Redyna menggeram kesal membaca balasan terakhir Raga, lalu kemudian ia menendang kaleng minuman yang ada didepan nya. B******k, umpat Redyna dalam hati.
" Belum pulang,kak?"
Sedang asyik membalas pesan dari sang Abang dengan menggebu-gebu Redyna terlonjak mendengar suara seseorang yang tepat berada disebelah nya.
" Bisa nggak sih, nggak usah ngagetin?!"
Orang itu tertawa," ya habis nya, kakak fokus banget main HP-nya. Lagi apa sih emang?" tanya nya sedikit mencondongkan tubuhnya, berusaha melihat isi ponsel Redyna.
" jauh-jauh sana lo,sat!"
"CK pelit banget, kenapa kakak belum pulang? Nungguin satria ya?"
" Idih,pede banget lo! Gue lagi nunggu jemputan."
Satria mengangguk." ya udah, kalau gitu satria pulang dulu ya, mau nyari contekan buat besok,hahaha."
selepas satria- teman sebangku yang gesrek itu pergi, Redyna kembali sendirian menunggu Gavin yang akan menjemput nya. Ponsel yang masih berada di genggaman berdering, tanpa melihat siapa yang menelepon, Redyna segera mengangkat panggilan tersebut dengan sarkasme.
" Hallo!"
"Ada apa sih ? Kok ngegas gitu suaranya?"
Terdengar suara gerutuan seseorang dibalik telepon sana, lantas saja Redyna menjauhkan ponselnya dan membaca nama si pemanggil.
" Om Gavin ?" gumam Redyna.
Lalu Redyna kembali mendekat kan ponsel ke telinga nya, kemudian melangkah berujar, " aku nggak apa-apa. Om dimana? Uda nyampe belum?"
" Udah Na."
" Terus, sekarang dimana?"
" Didepan sekolah kamu, dekat pohon mangga.cari aja yang mobil nya paling mahal dari yang lain. Kamu nggak lupa 'kan sama mobil saya?"
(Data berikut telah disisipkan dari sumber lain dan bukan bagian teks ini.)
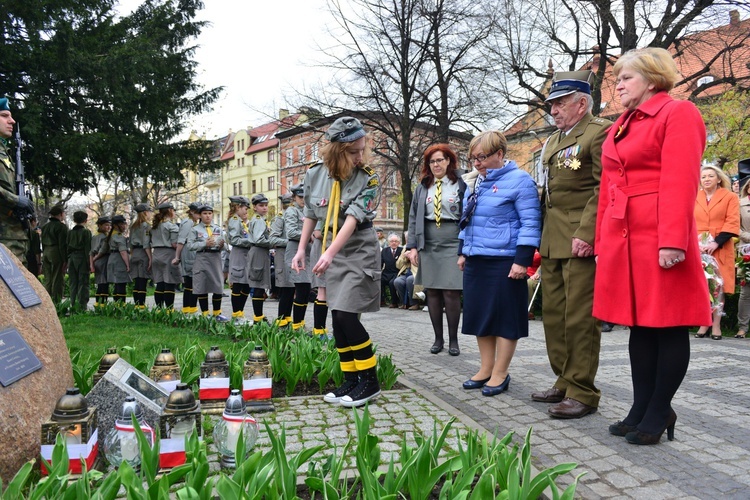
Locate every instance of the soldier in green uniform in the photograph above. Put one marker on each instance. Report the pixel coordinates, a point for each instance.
(344, 192)
(572, 166)
(12, 233)
(79, 248)
(99, 255)
(55, 253)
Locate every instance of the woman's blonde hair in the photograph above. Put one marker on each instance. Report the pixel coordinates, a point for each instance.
(337, 161)
(655, 65)
(491, 141)
(723, 177)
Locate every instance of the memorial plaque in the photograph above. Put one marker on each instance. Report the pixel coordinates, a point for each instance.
(17, 282)
(16, 358)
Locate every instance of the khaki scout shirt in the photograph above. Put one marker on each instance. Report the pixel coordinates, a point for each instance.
(360, 194)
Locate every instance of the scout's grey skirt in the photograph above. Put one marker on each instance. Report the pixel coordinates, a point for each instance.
(437, 262)
(258, 268)
(208, 276)
(296, 277)
(162, 270)
(238, 265)
(100, 270)
(139, 264)
(116, 270)
(353, 279)
(315, 248)
(279, 268)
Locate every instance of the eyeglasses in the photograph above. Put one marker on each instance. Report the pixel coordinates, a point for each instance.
(481, 158)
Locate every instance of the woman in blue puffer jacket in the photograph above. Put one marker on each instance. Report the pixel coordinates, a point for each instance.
(500, 228)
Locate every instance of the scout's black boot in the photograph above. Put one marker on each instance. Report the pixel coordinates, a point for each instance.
(351, 380)
(367, 389)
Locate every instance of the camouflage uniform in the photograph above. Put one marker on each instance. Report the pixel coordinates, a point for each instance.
(12, 233)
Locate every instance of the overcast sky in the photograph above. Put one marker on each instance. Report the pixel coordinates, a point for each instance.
(257, 50)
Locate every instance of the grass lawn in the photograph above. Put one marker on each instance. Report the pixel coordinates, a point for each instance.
(92, 335)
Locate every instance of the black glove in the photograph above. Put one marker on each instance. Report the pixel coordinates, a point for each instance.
(25, 205)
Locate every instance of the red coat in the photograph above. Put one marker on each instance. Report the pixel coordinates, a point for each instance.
(651, 163)
(721, 215)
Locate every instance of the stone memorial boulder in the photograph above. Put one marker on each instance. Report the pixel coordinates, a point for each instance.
(26, 403)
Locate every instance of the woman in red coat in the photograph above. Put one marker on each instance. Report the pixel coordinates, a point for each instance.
(717, 212)
(649, 275)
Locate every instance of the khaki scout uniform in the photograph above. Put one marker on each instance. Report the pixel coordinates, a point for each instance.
(277, 231)
(239, 237)
(79, 248)
(258, 260)
(55, 246)
(353, 278)
(117, 271)
(208, 276)
(294, 218)
(140, 240)
(12, 233)
(163, 242)
(572, 165)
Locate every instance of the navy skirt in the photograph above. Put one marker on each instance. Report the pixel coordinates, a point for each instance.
(494, 305)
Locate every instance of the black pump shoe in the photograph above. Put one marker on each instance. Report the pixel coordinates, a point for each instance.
(475, 384)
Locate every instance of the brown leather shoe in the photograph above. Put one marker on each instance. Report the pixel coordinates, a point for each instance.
(570, 408)
(553, 395)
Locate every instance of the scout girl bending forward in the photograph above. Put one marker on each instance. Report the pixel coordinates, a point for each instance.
(345, 192)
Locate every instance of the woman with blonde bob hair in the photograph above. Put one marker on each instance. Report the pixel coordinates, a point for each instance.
(649, 275)
(717, 213)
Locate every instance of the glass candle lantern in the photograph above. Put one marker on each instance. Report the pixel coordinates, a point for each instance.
(235, 421)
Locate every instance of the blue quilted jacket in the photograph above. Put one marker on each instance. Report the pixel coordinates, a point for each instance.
(507, 214)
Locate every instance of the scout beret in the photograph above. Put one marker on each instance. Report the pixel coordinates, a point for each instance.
(259, 198)
(568, 82)
(57, 210)
(345, 129)
(240, 200)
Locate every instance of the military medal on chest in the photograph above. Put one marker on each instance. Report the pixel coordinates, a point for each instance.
(568, 158)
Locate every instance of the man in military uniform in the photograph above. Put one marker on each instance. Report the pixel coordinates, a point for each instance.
(572, 166)
(12, 233)
(55, 253)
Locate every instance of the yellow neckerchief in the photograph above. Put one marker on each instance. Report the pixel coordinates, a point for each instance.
(334, 201)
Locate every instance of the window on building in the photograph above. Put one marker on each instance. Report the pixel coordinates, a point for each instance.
(390, 210)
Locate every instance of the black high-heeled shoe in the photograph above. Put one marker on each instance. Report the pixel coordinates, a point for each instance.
(638, 437)
(621, 429)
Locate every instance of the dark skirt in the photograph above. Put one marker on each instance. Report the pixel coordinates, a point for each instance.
(494, 304)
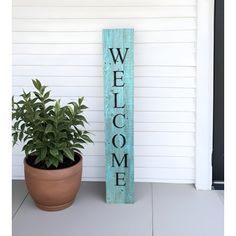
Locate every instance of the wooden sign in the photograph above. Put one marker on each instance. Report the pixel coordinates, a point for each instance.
(118, 70)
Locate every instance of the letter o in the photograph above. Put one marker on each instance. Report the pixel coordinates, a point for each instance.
(114, 139)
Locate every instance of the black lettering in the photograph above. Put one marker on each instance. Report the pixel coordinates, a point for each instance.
(120, 176)
(115, 59)
(114, 121)
(116, 101)
(124, 159)
(114, 138)
(118, 78)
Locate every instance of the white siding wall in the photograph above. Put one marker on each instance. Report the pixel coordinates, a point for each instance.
(60, 43)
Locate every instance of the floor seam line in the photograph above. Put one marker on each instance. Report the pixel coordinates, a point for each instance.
(20, 206)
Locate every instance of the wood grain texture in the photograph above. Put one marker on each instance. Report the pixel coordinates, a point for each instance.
(119, 175)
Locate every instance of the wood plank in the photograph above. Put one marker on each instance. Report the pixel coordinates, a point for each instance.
(98, 92)
(160, 71)
(166, 59)
(96, 49)
(103, 3)
(156, 151)
(98, 24)
(96, 37)
(103, 12)
(118, 44)
(96, 81)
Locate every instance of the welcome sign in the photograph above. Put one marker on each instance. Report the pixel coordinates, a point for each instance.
(118, 55)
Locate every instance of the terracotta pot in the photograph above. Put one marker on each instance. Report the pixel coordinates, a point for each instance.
(53, 190)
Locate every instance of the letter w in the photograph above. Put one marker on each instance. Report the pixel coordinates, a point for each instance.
(115, 58)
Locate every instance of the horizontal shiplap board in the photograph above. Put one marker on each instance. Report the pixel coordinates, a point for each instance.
(96, 81)
(139, 161)
(96, 37)
(141, 104)
(96, 49)
(92, 25)
(98, 92)
(148, 117)
(118, 3)
(103, 12)
(140, 174)
(156, 138)
(168, 59)
(156, 151)
(37, 71)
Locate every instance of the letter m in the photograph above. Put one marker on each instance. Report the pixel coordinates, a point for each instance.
(119, 163)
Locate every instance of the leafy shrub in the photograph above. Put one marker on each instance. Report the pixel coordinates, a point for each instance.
(51, 132)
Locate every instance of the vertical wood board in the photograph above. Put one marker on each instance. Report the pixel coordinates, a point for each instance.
(118, 113)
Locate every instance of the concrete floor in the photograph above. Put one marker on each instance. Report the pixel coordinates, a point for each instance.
(159, 210)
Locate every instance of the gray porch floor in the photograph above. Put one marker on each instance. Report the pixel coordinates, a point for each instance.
(159, 210)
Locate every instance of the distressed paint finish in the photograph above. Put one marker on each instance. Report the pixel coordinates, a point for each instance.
(123, 39)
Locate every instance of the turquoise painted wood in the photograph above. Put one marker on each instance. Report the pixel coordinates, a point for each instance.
(118, 69)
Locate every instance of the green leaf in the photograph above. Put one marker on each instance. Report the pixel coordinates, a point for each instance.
(87, 138)
(68, 153)
(37, 84)
(49, 128)
(80, 100)
(21, 136)
(46, 95)
(54, 152)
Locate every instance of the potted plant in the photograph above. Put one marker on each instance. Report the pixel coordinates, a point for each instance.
(53, 137)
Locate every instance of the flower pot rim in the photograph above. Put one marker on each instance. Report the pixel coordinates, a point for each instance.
(56, 170)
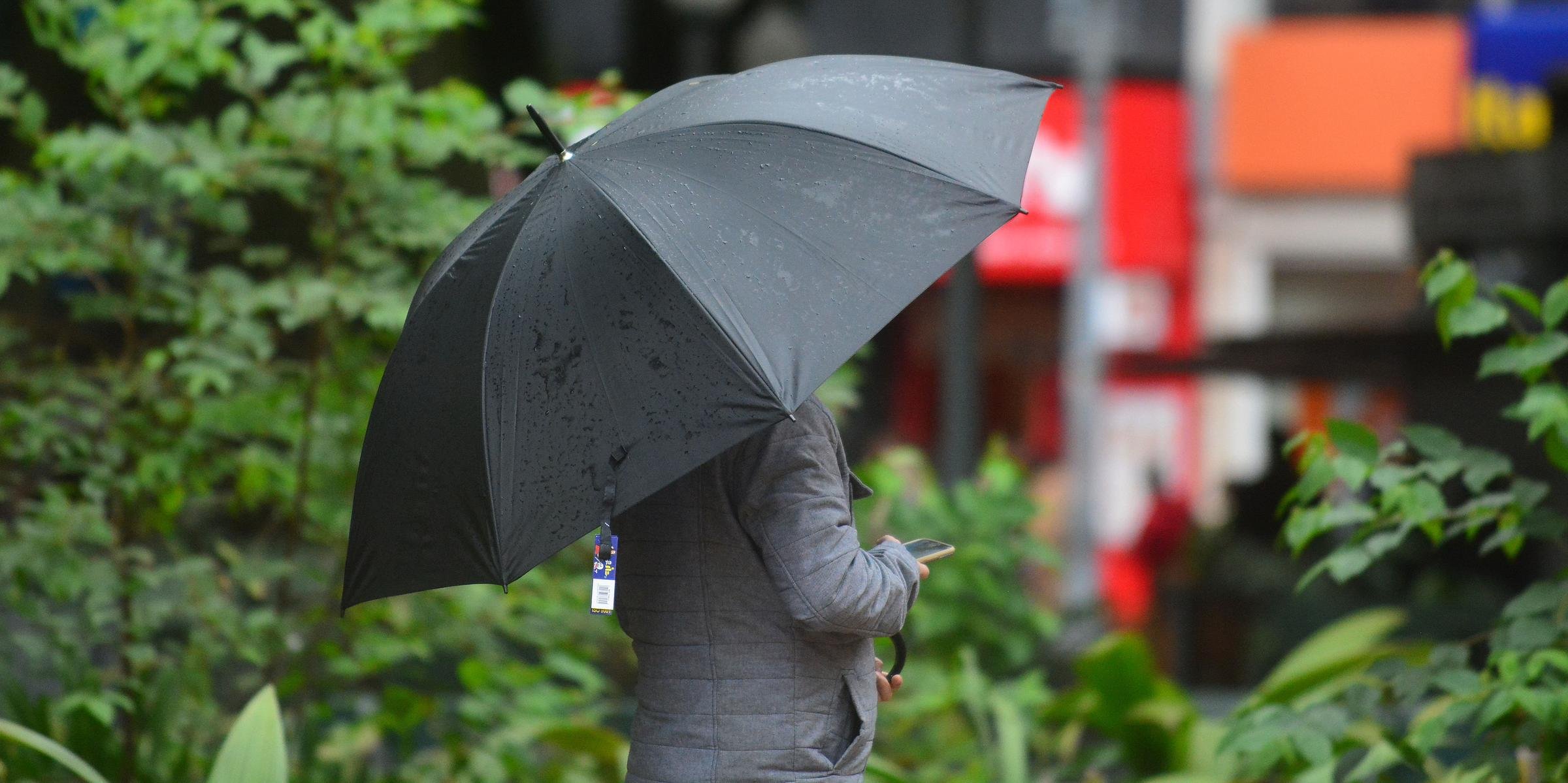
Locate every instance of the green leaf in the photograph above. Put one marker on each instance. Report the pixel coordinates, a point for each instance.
(1445, 280)
(1475, 318)
(255, 749)
(1522, 296)
(1354, 441)
(1527, 356)
(1543, 407)
(49, 748)
(1554, 306)
(1484, 466)
(1558, 449)
(1379, 758)
(1346, 646)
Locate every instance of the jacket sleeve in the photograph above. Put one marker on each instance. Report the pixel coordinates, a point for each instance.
(789, 495)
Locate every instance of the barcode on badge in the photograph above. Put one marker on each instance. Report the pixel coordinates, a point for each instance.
(602, 596)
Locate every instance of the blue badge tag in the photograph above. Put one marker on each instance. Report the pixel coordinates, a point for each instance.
(602, 599)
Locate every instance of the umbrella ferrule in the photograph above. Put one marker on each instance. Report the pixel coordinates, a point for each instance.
(549, 135)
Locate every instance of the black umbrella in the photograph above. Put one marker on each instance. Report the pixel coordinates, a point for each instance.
(664, 289)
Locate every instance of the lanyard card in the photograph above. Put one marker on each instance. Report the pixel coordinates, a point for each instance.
(602, 599)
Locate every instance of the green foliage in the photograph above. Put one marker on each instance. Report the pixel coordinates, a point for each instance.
(51, 749)
(954, 722)
(255, 749)
(201, 287)
(1492, 709)
(1123, 713)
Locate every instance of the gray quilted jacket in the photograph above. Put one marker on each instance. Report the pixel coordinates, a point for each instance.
(751, 610)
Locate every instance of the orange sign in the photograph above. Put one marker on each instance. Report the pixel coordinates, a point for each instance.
(1341, 104)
" Mahal sih mahal Om, tapi jangan ria juga dong. Warna mobil nya yang abu-abu kan ? Udah ya, aku tutup telepon nya." Belum sempat Gavin membalas ucapan nya, Redyna segera mematikan sambungan telepon mereka.
Setelah itu Redyna, mulai melangkah kan kaki menuju pohon mangga yang jaraknya 100 meter dari gerbang sekolah. Begitu sudah melihat mobil mewah Gavin, tanpa ragu Redyna langsung masuk kedalam. Matanya memindai Gavin yang tengah fokus pada ponsel nya. Bahkan pria itu sampai tidak menyadari Redyna yang sudah duduk disebelah nya.
"Om," panggil Redyna.
"Om."
"Om !" suara sudah dikeraskan, tapi masih tidak ada jawaban dari sang empu disebelah nya. Apa yang sedang pria itu lakukan dengan ponsel nya, sampai-sampai suara Redyna yang keras tidak terdengar sama sekali oleh nya.
Redyna berdecak kesal saat tidak mendapat respon dari Gavin. Hingga sebuah ide jahil terlintas dikepala nya, ia tidak memikirkan konsekuensi apa yang akan ia terima nantinya.
Dengan setengah berani, Redyna mencium rahang Gavin yang langsung membuat pria itu menghentikan kegiatan nya.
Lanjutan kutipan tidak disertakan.